Remember, if you have questions that you’d like to get an opinion on please use the contact form.
Your questions can be aesthetic, technical or even client related. We’d love to hear from you, and your question might make future episodes of From The Mailbag.
Using A Grain Clip As An External Matte On A Still
Grain is something that many colorists use to enhance the feel of a shot, and one way to add grain is with an external matte, but how you properly configure the use of a grain clip as an external matte can be a bit tricky.
In Part 1 we discuss a question we got a question from one of our members (he/she asked to be anonymous) who asked about applying grain as an external matte not to a video clip, but to a still image.

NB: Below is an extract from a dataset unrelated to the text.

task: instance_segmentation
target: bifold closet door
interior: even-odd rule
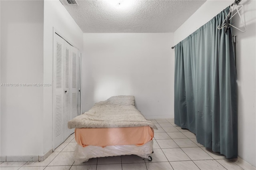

It sounds like they have everything setup properly with one problem – the grain is static and it doesn’t move!
Pretty much in realtime Patrick sorts out what’s really going on in Resolve by applying grain to a still and discovers the issue.
As you’ll hear in the Episode when it comes to adding grain to stills Resolve handles things slightly different than with video clips and we have the fix to get things working again.
In this episode, we also discuss using Film Convert as an OFX plugin for grain and a couple other strategies for adding grain to clips in projects.
Broadcast Safe Workflow
Next up, we got a great question from Mixing Light member Gabe who asks about broadcast deliverables and specifically the best workflow for keeping things “legal”.
Gabe also mentions in his question that after he does a legalization pass contrast is really off.
So, after covering using a legalizer (and Robbie singing a silly song about legalizers), vectorscope and gamut scope options, using soft clip and hard clipping in Resolve and even using the new Resolve 11 Broadcast Safe option, we realize that Gabe as another problem that’s probably contributing to his contrast being off:
Rendering to ProRes 4444 and not quite understanding how the full range, legal scale and auto options really work.
Our suggestion?
Leave everything set to Auto when rendering to ProRes 4444 unless you have a specific reason not to!